Strip numbers but only if they're not independent

Posted: Tue Mar 23, 2010 8:03 am
by lwc
Independent meaning numbers after special characters like a dash (e.g. something-1234), a dot (e.g. 1.2.3.4), a ":" (e.g. 11:15) a or just standalone numbers (i.e. something 1234), but not something1234.

I have a function that cleans a search term before searching it (so you wouldn't search for commas, question marks, etc.). But how do I make it remove numbers only if they're not independent? I believe that's what Google somehow does.

Code: Select all

 
function cleanhouse($str) {
    $str = preg_replace('/[\d\\\?\=\+\&\`\~\!\@\#\$\%\^\*\(\)\; \,\.\/\_]/', ' ',$str); // Leaving just words, but missing independent numbers
    $str = trim(preg_replace('/\s\s+/', ' ', $str)); // Cleaning space leftovers from above - would it be faster to run the trim first?
    return $str;
}
 
echo cleanhouse("bla, what's up?"); // bla what's up (good) - BTW, I kept the single quote to avoid the bad search term "what s up"
echo cleanhouse('bla?!'); // bla (good)
echo cleanhouse('bla 1'); // bla (good)
echo cleanhouse('bla1'); // bla (bad)
echo cleanhouse('bla-1'); // bla (bad)
 
Thanks!

Re: Strip numbers but only if they're not independent

Posted: Tue Mar 23, 2010 11:58 am
by Christopher
You can probably just use preg_match_all('/[0-9]*/', $str, $matches) to find all the sequences of digits in the string.

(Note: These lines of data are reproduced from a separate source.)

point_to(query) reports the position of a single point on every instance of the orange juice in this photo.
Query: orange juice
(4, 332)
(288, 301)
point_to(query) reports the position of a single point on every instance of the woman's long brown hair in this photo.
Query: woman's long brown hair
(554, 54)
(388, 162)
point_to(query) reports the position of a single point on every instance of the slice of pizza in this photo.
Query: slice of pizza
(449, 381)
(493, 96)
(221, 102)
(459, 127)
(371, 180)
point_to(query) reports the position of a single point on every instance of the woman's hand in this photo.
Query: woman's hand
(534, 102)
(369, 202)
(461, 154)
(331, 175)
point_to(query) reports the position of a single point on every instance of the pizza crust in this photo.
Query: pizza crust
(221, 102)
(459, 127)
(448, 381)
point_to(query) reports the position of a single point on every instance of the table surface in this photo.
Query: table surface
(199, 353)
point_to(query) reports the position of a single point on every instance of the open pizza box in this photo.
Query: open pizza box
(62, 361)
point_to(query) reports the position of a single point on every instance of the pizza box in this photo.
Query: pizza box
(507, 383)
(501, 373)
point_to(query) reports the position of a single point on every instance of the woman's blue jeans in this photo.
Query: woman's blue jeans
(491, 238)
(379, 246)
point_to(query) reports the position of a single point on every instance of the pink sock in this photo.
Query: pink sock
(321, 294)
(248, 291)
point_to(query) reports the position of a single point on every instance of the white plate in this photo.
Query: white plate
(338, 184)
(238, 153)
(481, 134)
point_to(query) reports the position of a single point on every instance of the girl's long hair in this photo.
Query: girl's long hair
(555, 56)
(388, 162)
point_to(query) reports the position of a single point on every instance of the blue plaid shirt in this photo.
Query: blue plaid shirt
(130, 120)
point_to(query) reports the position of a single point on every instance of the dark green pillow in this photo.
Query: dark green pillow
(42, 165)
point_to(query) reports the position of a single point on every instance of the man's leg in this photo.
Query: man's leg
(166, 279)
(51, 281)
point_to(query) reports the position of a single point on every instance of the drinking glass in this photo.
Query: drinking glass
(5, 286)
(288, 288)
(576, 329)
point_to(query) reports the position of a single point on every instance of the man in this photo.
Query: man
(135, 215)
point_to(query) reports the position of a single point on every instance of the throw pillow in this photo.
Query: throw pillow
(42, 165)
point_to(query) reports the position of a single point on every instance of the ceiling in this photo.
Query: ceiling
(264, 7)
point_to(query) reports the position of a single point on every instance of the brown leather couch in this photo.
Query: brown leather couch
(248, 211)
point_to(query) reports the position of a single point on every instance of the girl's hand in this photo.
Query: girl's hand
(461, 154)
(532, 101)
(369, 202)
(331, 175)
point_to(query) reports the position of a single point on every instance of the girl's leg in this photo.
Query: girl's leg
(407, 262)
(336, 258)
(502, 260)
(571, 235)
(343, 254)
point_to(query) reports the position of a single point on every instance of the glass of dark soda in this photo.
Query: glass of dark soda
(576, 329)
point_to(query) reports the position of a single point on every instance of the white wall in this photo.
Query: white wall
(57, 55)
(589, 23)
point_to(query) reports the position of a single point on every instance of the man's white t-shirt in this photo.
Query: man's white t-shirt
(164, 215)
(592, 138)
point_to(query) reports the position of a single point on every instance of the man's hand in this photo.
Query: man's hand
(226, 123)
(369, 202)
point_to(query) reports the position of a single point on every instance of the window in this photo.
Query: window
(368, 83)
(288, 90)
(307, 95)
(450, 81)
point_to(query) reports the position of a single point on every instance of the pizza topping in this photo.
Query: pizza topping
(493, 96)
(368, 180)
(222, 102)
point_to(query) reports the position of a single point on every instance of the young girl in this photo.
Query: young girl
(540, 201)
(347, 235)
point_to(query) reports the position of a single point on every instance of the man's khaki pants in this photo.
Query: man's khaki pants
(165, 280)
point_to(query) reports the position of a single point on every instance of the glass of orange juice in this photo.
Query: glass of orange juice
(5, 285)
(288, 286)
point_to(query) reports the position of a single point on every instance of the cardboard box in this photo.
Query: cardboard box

Re: Strip numbers but only if they're not independent

Posted: Tue Mar 23, 2010 11:59 am
by lwc
And what do I do with it?

Meanwhile, I've toyed around with this code:

Code: Select all

 
    $str = preg_replace('/((?<!\s)\d+|\\\|\?|\=|\+|\&|\`|\~|\!|\@|\#|\$|\%|\^|\*|\(|\)|\;|\,|\.|\/|\_)/', ' ',$str);
 
The problem is turns "test 1234" into "test 1" (and doesn't deal with "test 1"). It also cuts "1.2.3.4" and "12:53", and it doesn't deal with dashes.

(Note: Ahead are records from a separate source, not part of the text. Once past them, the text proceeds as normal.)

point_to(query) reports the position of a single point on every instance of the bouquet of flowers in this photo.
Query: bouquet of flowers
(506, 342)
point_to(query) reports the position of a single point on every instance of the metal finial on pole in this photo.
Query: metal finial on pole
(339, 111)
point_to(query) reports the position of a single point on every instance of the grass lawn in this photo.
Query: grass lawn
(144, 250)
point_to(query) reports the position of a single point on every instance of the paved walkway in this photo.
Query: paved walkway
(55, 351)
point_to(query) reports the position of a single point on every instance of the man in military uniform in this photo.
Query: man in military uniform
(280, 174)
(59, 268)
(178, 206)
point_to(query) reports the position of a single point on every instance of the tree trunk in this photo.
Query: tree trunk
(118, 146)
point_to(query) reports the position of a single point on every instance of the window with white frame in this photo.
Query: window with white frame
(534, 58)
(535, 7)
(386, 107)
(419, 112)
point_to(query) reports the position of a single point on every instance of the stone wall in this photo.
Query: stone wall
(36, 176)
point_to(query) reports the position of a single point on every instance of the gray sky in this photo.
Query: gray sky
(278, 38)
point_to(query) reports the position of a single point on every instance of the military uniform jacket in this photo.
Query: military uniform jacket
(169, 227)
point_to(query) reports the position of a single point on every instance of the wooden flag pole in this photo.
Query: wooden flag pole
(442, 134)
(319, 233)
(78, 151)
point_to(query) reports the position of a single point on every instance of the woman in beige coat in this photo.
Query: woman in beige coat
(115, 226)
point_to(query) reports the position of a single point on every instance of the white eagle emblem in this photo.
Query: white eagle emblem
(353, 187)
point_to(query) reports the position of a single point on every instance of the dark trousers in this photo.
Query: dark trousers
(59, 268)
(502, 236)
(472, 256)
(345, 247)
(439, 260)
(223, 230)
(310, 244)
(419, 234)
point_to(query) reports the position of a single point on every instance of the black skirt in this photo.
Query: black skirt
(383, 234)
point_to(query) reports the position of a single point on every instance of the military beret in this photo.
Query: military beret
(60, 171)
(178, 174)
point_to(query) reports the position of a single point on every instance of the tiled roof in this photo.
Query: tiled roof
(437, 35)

Re: Strip numbers but only if they're not independent

Posted: Tue Mar 23, 2010 9:29 pm
by ridgerunner
The wording of your request is a bit confusing, but from your example output I gather that you want to remove whole numbers that are not attached to a word. Try this modified version of your script:

Code: Select all

<?php 
function cleanhouse($str) {
    // Convert most punctuation (except '"{}<>:[]-|) to spaces
    $re = '/[\\\\?=+&`~!@#$%^*();,.\/_]+|(?<=^|\s)\d+(?=\s|$)/';
    $str = preg_replace($re, ' ', $str);
    // Consolidate multiple consecutive whitespace chars to a single space
    return trim(preg_replace('/\s{2,}/S', ' ', $str));
}
echo cleanhouse("bla, what's up?"). "\n"; // bla what's up (good)
echo cleanhouse('bla?!')          . "\n"; // bla (good)
echo cleanhouse('bla 1')          . "\n"; // bla (good)
echo cleanhouse('bla1')           . "\n"; // bla1 (good)
echo cleanhouse('bla-1')          . "\n"; // bla-1 (good)
echo cleanhouse('  bla 10 20 30') . "\n"; // bla (good)
echo cleanhouse('  10 bla 20  ')  . "\n"; // bla (good)
?>
Note: Please stop escaping all the metacharacters inside the character class. It hurts my eyes!
:)

Re: Strip numbers but only if they're not independent

Posted: Fri Mar 26, 2010 9:26 am
by lwc
But you used escaping too.

Anyway, read the subject. I want the exact opposite. To strip only non independent numbers (e.g. strip 1234 from test1234).